Alarmstimmung auch in der Provinz Savona im Nordwesten des Landes. Seit Jahren bereits kämpfen die Bürger von Cengio im Bormidatal gegen eine Chemiefabrik die seit bald hundert Jahren Fluss und Talboden verseucht. Rund 32 Millionen Tonnen Giftmüll liegen in der Erde um die Fabrik herum. Eine Sanierung scheint unmöglich. Beinahe täglich wird nun demonstriert auf den Straßen von Cengio. Proteste gibt es auch von der Besatzung der „Zanoobia“, einem Giftschiff, das bereits seit Monaten im Hafen von Genua liegt und darauf wartet, dass endlich die tausende von Giftbehältern in ihrem Bauch ausgeladen werden. Die Besatzung droht, das Schiff zu verlassen, weil sie nicht einmal anständiges Essen bekommt.

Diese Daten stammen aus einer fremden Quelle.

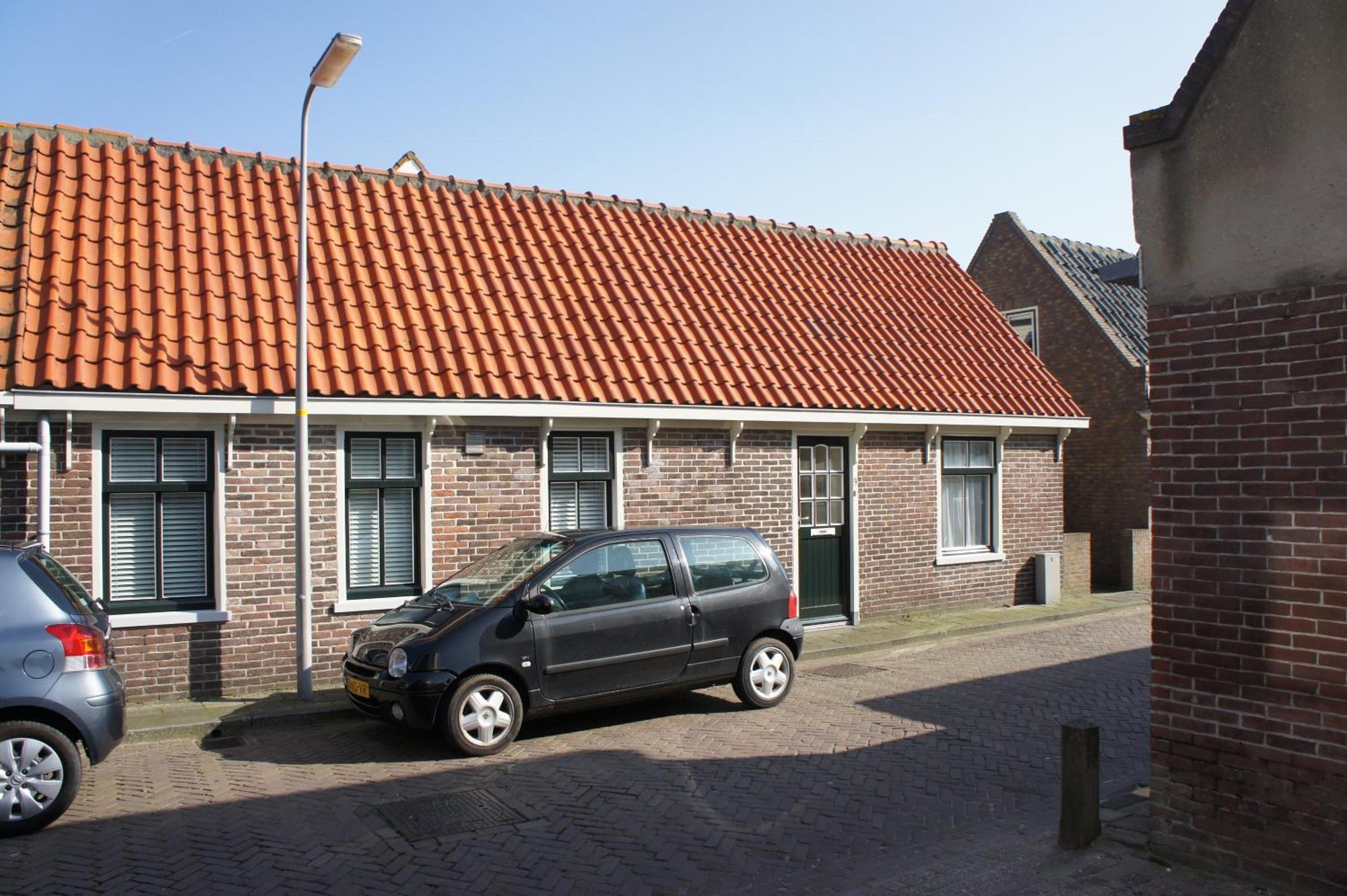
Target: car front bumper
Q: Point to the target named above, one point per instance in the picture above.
(413, 700)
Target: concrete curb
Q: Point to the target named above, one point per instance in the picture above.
(196, 722)
(930, 637)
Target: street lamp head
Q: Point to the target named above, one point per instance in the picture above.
(336, 58)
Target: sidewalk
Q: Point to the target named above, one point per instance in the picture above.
(223, 720)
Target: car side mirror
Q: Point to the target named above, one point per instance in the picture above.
(541, 605)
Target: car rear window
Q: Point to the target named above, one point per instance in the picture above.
(721, 561)
(57, 583)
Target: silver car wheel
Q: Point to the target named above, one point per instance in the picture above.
(32, 777)
(486, 716)
(770, 673)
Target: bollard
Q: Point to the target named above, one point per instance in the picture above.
(1080, 824)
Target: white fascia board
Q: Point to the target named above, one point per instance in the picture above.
(495, 408)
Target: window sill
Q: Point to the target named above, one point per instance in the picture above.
(973, 557)
(370, 605)
(168, 618)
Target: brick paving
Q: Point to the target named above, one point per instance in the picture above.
(926, 769)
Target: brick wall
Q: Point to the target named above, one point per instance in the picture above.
(1108, 473)
(480, 502)
(1076, 564)
(898, 537)
(692, 482)
(1249, 683)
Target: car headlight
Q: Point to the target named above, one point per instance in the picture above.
(398, 662)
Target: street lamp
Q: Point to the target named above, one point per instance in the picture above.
(339, 54)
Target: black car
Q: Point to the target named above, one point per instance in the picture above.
(577, 619)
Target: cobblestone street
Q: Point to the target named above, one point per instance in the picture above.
(922, 770)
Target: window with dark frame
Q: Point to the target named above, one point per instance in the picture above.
(383, 482)
(968, 494)
(1026, 324)
(580, 481)
(158, 521)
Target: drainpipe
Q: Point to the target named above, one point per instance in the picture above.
(44, 450)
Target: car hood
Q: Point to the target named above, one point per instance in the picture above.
(406, 623)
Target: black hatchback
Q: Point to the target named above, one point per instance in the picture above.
(570, 621)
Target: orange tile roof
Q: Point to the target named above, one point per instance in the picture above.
(152, 267)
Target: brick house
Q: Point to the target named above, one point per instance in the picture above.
(1081, 310)
(487, 361)
(1240, 191)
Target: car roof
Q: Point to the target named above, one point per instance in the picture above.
(581, 536)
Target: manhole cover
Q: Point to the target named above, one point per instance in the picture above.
(444, 815)
(845, 670)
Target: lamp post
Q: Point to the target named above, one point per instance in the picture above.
(339, 54)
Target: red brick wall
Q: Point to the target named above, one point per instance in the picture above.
(1249, 672)
(693, 483)
(898, 537)
(480, 502)
(1107, 467)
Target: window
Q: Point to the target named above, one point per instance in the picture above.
(968, 493)
(615, 574)
(383, 514)
(580, 481)
(158, 521)
(1026, 324)
(719, 561)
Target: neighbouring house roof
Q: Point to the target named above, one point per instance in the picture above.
(1089, 271)
(168, 268)
(1156, 125)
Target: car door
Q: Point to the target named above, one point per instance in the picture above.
(620, 621)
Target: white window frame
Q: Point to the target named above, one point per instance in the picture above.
(219, 522)
(346, 605)
(545, 508)
(956, 556)
(1034, 322)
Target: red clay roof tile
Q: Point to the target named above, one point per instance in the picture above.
(137, 265)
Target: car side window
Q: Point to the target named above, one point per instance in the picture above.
(615, 574)
(721, 561)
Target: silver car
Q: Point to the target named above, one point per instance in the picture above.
(59, 691)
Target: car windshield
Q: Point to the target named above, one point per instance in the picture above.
(499, 572)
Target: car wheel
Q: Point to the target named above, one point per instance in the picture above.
(40, 776)
(484, 715)
(766, 675)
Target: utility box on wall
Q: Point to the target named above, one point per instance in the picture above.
(1047, 578)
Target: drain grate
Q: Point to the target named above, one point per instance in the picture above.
(845, 670)
(445, 815)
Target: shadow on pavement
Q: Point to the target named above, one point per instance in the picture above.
(715, 801)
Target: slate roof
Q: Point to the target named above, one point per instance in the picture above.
(152, 267)
(1119, 308)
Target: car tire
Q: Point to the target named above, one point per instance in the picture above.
(767, 673)
(30, 801)
(472, 720)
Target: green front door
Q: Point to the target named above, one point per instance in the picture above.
(825, 535)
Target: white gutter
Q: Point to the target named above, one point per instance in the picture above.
(44, 450)
(496, 408)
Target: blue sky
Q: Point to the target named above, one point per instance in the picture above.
(907, 118)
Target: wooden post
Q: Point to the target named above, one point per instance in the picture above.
(1080, 824)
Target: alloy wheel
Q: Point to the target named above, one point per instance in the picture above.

Ähnlich wird es wohl auch den Seeleuten der „Deep Sea Carrier“ gehen, die vor der Küste Apuliens dümpelt. Die einzige Möglichkeit anzulegen besteht in Manfredonia, aber dort waren erst vor zwei Tagen wieder 20000 Bürger auf der Straße um dagegen zu protestieren. Die Lage spitzt sich überall zu. Denn niemand weiß, was mit den Bergen von Gift, zu Land und zu Wasser geschehen soll.